The decision to award a contract for two new CalMac ferries to the Ferguson shipyard could have been based on “incompetence, vested interest or corruption”, MSPs were told.
The Port Glasgow yard won the contract despite its bid being the most expensive and with the highest specification.
MSPs on Holyrood’s Rural Economy and Connectivity Committee, who are carrying out an inquiry into the new vessels – which are delayed and over-budget – were told by experts that the ferries could be “overspecified” for their purpose.
Alf Baird, a former professor of maritime business at Edinburgh Napier University, said the contract that was awarded was “specifying what is in effect a mini-cruise vessel to run a utilitarian shuttle ferry which is basically a bus”.
Liberal Democrat MSP Mike Rumbles questioned why the contract had been awarded to the Ferguson yard – which was formally taken into public ownership by the Scottish Government last year.
He said the bid “was the highest quality bid received, in other words the highest specification, but also the highest price” of all the six yards competing for the job.
He asked the experts why it could be that “the highest bid of all, over the Scottish Government’s own budget, was made and given to Fergusons”.
Roy Pedersen, a member of the Scottish Government’s Ferry Industry Advisory Group, said: “I don’t know the answer but three things spring to mind – one is incompetence, the other is vested interest and the other is corruption.”
Speaking about the new vessels – which were awarded on a fixed-price £97m contract in 2015 but could cost an additional £110m to complete – he said the yard is “building a ship with a far higher specification, far higher expense to build, far more expensive to operate than necessary”.
He said: “Why build a ship with a capacity of 1,000 passengers for a route, namely the Uig routes, on which there has never been more than 312 passengers carried on any sailing, and when the average carryings are half that and in the winter time even less than that?”
He suggested work on the vessels should be scrapped and started again from scratch, telling the committee: “It’s good business practice when you are on a losing run to cut your losses and start again, same when playing poker. It doesn’t do to keep putting good money after bad.
“From that point of view just looking at the numbers it seems to me the best option for this is to stop, start again.”
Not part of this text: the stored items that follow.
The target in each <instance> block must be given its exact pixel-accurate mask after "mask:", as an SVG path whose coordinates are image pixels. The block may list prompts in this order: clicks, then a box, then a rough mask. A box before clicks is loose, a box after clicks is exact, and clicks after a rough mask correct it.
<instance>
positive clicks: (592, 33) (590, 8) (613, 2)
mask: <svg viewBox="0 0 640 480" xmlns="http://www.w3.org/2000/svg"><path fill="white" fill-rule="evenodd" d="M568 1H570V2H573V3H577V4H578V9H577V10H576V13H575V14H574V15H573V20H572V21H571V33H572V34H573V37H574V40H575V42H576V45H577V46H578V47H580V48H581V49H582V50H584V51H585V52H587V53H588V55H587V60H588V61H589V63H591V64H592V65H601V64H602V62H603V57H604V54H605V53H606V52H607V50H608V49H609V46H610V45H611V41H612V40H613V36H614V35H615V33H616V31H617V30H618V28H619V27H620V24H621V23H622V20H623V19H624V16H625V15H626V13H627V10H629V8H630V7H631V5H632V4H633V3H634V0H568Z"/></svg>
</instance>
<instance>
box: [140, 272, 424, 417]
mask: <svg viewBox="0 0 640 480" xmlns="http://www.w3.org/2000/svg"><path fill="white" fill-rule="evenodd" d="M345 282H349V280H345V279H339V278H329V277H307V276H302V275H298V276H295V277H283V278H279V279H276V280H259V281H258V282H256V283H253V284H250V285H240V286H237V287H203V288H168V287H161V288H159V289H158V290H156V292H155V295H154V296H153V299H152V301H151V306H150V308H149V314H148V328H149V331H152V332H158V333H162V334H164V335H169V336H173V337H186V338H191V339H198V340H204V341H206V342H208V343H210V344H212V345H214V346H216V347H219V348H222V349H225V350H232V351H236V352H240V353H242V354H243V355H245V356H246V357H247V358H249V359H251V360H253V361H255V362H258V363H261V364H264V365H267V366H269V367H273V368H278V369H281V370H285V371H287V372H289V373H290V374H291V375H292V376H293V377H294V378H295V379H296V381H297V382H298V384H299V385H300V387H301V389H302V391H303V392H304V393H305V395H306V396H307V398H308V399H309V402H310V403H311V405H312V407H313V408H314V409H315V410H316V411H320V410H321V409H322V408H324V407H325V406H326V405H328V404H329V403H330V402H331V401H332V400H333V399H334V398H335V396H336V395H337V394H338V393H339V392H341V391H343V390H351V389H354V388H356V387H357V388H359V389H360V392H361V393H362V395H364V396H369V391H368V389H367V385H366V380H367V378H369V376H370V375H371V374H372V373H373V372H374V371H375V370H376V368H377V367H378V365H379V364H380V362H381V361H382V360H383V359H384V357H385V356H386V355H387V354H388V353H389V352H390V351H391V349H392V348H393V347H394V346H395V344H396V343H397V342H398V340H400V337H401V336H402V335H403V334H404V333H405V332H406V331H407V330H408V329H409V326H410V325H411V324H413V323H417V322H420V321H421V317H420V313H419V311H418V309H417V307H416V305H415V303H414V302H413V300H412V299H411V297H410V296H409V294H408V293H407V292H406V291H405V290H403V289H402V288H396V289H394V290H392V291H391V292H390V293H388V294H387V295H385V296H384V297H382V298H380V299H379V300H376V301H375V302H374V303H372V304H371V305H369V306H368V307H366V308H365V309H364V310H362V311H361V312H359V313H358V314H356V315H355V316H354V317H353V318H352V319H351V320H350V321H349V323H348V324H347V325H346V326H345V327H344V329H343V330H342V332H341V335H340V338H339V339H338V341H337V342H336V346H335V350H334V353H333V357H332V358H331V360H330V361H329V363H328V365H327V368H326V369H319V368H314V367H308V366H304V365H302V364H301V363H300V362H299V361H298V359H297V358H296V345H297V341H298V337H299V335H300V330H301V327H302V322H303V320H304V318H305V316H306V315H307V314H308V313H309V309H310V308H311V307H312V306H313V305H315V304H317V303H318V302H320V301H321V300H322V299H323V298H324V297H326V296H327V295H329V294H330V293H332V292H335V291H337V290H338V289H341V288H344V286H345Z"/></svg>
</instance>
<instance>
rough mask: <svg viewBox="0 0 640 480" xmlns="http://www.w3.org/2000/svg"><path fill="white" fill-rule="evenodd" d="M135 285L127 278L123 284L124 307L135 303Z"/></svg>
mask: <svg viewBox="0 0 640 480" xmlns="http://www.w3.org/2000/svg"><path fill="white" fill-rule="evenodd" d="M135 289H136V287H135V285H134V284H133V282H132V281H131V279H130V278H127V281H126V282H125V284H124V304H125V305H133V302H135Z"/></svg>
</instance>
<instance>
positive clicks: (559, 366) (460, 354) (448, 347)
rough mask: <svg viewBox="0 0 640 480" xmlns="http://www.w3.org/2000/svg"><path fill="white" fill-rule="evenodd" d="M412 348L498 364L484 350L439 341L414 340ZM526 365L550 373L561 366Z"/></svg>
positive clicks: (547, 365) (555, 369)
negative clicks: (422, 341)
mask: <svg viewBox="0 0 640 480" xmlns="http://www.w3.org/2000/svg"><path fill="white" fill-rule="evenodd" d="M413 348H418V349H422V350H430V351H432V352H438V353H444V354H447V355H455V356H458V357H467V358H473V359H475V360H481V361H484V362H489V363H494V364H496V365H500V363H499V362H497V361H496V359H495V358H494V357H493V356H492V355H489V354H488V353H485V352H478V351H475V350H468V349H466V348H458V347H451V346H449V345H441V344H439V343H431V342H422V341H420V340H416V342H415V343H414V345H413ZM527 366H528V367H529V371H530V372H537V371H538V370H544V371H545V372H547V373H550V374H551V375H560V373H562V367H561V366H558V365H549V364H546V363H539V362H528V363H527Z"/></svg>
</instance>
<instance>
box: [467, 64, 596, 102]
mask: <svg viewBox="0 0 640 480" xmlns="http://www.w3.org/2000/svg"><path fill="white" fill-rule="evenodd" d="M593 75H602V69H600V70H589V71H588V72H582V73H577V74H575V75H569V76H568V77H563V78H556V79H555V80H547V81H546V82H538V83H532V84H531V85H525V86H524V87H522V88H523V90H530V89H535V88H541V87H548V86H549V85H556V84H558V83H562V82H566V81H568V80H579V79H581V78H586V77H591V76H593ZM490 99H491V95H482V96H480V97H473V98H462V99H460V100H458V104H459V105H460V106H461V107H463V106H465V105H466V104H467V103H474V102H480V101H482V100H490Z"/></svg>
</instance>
Meanwhile, representatives from the Western Isles told MSPs about the impact the delay in building the ferries has had on their communities.
Barra resident Eoin MacNeil, a member of the CalMac community board which was set up by the ferry firm to represent those who use its services, said: “We’ve had five occasions where we haven’t had a ferry for five days. I came out on the ferry last Friday and we haven’t had a ferry since then.
“This time of year the stores are empty, the shops are empty, the medical supplies are drying up.”
A Scottish Government spokesperson said: “We have been working for over two years to find a resolution to the difficulties at Ferguson Marine and our priorities have always been the completion of the two CalMac ferries, protecting jobs, and securing a future for the yard.
“As is routine during procurement processes, the decision to award the contract was not based on price alone. It was made clear to tenderers that the quality/price ratio for assessment of proposals was 50:50 and would be taken together.
“On a combined mark covering both assessment factors the FMEL tender achieved the highest overall evaluation score.
“After detailed consideration of the quality and costs submissions, the CMAL executive team recommended the award of the contracts to FMEL.
“The Scottish Government is committed to transparency on these issues, and have kept Parliament informed of progress and proactively published information on our website.”